After the collapse of the Habsburg Empire and the sanctioning of new national borders in 1920, the successor states faced the controversial task of reconceptualizing the idea of national territory. Images of historically significant landscapes played a crucial role in this process. Employing the concept of mental maps, this article explores how such images shaped the connections between place, memory, and landscape in Hungary and Czechoslovakia. Hungarian revisionist publications demonstrate how Hungarian nationalists visualized the organic integrity of “Greater Hungary,” while also implicitly adapting historical memory to the new geopolitical situation. As a counterpoint, images of the Váh region produced in interwar Czechoslovakia reveal how an opposing political agenda gave rise to a different imagery, while drawing on shared cultural traditions from the imperial past. Finally, the case study of Dévény/Devín/Theben shows how the idea of being positioned “between East and West” lived on in overlapping but politically opposed mental maps in the interwar period. By examining the cracks and continuities in the picturesque landscape tradition after 1918, the article offers new insight into the similarities and differences of nation-building processes from the perspective of visual culture.
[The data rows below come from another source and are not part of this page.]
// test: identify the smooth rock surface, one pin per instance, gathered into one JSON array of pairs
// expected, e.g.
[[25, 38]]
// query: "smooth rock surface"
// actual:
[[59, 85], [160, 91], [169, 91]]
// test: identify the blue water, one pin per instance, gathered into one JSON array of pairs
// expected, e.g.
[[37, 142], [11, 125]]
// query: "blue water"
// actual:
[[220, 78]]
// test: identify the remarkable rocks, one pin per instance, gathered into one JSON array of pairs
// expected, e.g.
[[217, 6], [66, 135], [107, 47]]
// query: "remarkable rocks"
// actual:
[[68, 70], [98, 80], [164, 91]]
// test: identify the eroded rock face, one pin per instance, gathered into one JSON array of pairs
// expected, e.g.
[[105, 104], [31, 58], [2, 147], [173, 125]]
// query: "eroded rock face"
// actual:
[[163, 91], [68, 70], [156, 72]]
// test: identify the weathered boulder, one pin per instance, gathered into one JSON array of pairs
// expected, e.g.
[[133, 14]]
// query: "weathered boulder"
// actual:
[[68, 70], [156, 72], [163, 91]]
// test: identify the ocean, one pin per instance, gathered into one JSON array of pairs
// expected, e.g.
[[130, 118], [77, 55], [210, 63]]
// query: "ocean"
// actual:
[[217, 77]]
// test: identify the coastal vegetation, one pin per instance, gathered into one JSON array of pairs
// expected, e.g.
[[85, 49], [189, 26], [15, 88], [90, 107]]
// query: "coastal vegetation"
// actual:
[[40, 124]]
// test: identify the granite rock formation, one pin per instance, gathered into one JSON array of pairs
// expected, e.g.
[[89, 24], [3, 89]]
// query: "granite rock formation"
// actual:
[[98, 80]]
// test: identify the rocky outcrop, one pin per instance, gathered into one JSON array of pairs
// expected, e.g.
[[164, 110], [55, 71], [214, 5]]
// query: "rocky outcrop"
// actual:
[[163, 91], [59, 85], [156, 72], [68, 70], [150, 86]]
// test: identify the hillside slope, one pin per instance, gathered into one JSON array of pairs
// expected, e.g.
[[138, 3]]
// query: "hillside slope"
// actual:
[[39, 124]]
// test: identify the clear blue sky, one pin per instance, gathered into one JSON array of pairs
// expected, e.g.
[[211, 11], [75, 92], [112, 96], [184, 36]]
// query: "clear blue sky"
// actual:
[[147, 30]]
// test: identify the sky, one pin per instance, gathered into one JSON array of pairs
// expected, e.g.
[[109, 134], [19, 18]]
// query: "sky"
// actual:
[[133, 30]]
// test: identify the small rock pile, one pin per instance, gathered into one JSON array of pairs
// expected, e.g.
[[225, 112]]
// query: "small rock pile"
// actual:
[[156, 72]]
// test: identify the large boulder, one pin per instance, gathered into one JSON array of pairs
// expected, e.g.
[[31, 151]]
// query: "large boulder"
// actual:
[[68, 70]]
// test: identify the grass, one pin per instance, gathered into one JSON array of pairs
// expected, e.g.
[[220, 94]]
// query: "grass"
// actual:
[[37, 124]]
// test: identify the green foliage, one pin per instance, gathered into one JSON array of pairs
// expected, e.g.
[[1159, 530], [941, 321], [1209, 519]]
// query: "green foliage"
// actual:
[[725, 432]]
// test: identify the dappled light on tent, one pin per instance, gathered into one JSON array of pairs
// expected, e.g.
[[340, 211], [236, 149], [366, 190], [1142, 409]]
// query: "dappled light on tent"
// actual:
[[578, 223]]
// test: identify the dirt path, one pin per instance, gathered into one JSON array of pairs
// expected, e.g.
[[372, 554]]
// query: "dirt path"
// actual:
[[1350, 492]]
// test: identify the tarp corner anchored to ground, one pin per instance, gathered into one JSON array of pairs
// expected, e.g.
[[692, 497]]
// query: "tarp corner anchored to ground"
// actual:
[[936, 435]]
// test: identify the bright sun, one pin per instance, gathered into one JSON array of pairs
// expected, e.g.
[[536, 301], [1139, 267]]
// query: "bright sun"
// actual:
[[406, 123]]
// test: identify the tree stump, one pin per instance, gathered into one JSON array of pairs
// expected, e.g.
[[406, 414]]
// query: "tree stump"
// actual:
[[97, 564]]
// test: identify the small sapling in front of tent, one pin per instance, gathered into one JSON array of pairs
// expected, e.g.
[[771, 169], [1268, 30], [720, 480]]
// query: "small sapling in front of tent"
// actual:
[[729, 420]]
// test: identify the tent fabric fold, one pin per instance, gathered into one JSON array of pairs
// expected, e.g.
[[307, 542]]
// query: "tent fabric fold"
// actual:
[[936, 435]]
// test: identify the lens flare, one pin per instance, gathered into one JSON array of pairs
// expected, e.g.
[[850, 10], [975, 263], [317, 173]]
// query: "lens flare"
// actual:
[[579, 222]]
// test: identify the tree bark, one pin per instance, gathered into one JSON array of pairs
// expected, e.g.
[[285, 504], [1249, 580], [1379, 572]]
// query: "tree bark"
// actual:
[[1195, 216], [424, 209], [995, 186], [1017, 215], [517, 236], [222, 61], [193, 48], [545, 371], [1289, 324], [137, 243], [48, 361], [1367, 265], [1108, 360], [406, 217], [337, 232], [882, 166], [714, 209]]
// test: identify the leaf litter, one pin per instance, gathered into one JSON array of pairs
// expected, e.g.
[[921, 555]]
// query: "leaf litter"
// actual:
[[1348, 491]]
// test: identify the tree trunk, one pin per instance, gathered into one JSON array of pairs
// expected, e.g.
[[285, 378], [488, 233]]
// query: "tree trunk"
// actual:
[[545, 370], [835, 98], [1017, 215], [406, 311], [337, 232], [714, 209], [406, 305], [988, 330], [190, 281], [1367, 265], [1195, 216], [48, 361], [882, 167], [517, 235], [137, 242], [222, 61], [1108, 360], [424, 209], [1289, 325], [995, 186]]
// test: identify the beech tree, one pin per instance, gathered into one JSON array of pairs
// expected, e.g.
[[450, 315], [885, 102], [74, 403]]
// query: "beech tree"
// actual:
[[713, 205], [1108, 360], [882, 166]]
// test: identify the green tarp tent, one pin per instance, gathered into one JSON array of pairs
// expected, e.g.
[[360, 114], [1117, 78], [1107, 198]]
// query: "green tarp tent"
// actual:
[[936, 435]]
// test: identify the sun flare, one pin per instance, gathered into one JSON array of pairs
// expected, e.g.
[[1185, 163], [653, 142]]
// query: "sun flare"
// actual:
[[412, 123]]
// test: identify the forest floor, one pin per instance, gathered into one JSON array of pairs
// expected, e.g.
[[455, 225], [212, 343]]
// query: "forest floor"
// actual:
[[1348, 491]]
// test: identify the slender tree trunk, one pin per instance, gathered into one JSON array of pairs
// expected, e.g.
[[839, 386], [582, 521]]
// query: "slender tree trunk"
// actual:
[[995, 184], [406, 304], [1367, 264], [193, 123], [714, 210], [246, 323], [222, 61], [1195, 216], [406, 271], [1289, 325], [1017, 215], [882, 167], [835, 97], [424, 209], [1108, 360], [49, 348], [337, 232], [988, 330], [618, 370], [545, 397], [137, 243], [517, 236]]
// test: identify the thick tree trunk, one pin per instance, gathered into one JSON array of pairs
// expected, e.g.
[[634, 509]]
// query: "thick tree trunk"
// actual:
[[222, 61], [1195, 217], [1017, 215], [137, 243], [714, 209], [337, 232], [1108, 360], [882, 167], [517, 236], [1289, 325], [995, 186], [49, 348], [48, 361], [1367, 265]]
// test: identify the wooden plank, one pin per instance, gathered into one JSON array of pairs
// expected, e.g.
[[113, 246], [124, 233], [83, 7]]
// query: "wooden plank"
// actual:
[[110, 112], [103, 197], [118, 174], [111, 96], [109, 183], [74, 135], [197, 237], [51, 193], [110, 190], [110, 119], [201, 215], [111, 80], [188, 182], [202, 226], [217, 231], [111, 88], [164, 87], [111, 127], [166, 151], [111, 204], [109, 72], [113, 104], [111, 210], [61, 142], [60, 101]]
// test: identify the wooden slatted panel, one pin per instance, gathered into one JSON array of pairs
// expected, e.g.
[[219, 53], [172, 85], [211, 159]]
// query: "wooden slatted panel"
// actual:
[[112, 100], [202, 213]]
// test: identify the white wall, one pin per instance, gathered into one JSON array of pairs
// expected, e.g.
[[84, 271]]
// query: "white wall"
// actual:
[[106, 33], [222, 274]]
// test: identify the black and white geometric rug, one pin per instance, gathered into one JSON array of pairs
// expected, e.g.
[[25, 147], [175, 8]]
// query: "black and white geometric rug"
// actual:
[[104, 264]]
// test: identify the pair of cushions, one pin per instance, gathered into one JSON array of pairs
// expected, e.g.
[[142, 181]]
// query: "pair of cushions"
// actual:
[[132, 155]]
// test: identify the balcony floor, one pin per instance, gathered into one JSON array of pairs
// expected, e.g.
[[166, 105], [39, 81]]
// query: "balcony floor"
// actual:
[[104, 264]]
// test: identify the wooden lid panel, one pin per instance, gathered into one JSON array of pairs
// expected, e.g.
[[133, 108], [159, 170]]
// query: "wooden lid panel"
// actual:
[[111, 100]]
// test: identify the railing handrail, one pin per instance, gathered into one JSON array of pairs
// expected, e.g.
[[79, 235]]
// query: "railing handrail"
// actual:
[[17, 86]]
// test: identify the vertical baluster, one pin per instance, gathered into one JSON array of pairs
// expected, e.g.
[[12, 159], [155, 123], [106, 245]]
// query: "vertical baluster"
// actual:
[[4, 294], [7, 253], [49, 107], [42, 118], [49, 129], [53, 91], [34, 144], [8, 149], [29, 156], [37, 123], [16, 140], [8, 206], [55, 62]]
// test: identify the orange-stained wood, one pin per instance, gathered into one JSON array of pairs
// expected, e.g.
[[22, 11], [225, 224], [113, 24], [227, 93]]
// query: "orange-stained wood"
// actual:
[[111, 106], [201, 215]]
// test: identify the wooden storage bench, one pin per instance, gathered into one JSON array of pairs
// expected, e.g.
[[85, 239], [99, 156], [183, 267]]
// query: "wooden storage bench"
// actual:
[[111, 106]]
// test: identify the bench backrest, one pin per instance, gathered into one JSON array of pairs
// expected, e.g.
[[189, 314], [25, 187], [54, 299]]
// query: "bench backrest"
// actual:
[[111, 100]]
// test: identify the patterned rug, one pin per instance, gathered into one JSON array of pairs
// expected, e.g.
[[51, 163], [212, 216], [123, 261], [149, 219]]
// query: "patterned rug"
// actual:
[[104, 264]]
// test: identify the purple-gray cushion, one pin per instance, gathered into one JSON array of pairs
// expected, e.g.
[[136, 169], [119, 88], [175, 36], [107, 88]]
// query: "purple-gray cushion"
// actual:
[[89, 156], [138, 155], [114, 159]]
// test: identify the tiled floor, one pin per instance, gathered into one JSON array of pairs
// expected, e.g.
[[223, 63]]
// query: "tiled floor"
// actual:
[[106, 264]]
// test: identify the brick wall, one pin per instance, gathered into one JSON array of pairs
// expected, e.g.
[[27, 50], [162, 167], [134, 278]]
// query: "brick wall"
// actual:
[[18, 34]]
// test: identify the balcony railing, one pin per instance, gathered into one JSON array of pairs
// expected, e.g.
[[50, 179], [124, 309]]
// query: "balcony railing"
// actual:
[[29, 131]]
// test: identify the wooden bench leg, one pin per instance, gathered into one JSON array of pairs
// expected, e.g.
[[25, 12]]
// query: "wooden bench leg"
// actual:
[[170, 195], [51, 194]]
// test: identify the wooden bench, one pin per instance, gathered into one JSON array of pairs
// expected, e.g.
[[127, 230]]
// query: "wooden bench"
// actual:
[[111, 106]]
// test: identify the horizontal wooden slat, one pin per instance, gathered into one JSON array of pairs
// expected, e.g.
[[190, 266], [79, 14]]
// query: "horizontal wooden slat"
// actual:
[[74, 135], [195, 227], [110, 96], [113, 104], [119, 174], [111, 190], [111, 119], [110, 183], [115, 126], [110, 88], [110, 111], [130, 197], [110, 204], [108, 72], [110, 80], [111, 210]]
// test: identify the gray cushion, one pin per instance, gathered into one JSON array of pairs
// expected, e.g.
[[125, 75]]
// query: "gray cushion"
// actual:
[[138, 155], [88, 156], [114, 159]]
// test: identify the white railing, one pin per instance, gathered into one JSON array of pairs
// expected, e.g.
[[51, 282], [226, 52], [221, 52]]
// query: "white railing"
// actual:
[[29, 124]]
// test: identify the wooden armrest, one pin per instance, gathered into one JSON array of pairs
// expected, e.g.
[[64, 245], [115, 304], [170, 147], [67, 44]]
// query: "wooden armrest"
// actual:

The article is available open access on the journal’s website:

Ernő Jeges: Beckó

Ernő Jeges: The Castle of Beckó/Beckov/Betzko, illustration from the volume Vérző Magyarország: Magyar írók Magyarország területéért, ed. Dezső Kosztolányi (Budapest, 1921), 81 – photo: public domain


Print Friendly, PDF & Email

2 thoughts on “Whose Landscape Is It? New article by Nóra Veszprémi

  1. Don Sparling says:

    A wonderfully revealing article. It would be interesting to know if the Czech and German speakers in the new Czechoslovakia also viewed their landscapes differently.

    Just a brief comment on Czechs and Slovaks being positioned as “the two state-forming nationalities”. In fact this was a bit more complicated. If the Czechs and Slovaks were considered separately, it meant that the second-largest nationality in the new Czechoslovakia would have been the Germans. To get round this embarrassing reality – logically it would have meant a country called “Czechogermania” or something like that – the artificial category of Czechoslovak nationality was created. This was official dogma, used in censuses and so on. In reality everyone of course was fully aware that Czechs and Slovaks were different in so many respects. But the fiction of Czechoslovak nationality remained a bedrock of the new state’s political identity right down to its end.

    • Nóra Veszprémi says:

      Thanks for reading and your comment! You are right, I could have phrased that sentence better. The main point is the special status of “Czechoslovaks” compared to others. It is indeed complicated, and there is still a lot to explore regarding all the different perspectives on the landscape and on the past(s) that it embodies.